问题
Intel's intrinsic guide lists the intrinsic _mm256_loadu_epi32:
_m256i _mm256_loadu_epi32 (void const* mem_addr);
/*
Instruction: vmovdqu32 ymm, m256
CPUID Flags: AVX512VL + AVX512F
Description
Load 256-bits (composed of 8 packed 32-bit integers) from memory into dst.

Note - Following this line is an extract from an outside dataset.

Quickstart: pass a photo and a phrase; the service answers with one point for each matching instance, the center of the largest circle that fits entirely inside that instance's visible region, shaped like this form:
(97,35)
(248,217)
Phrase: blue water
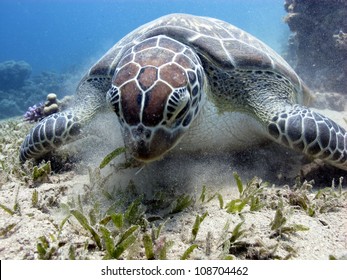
(62,35)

mem_addr does not need to be aligned on any particular boundary.
Operation
a[255:0] := MEM[mem_addr+255:mem_addr]
dst[MAX:256] := 0
*/
But clang and gcc do not provide this intrinsic. Instead they provide (in file avx512vlintrin.h
) only the masked versions
_mm256_mask_loadu_epi32 (__m256i, __mmask8, void const *);
_mm256_maskz_loadu_epi32 (__mmask8, void const *);
which boil down to the same instruction vmovdqu32
. My question: how can I emulate _mm256_loadu_epi32
:
inline _m256i _mm256_loadu_epi32(void const* mem_addr)
{
/* code using vmovdqu32 and compiles with gcc */
}
without writing assembly, i.e. using only intrinsics available?
回答1:
Just use _mm256_loadu_si256
like a normal person. The only thing the AVX512 intrinsic gives you is a nicer prototype (const void*
instead of const __m256i*
).
@chtz suggests out that you might still want to write a wrapper function yourself to get the void*
prototype. But don't call it _mm256_loadu_epi32
; some future GCC version will probably add that for compat with Intel's docs and break your code.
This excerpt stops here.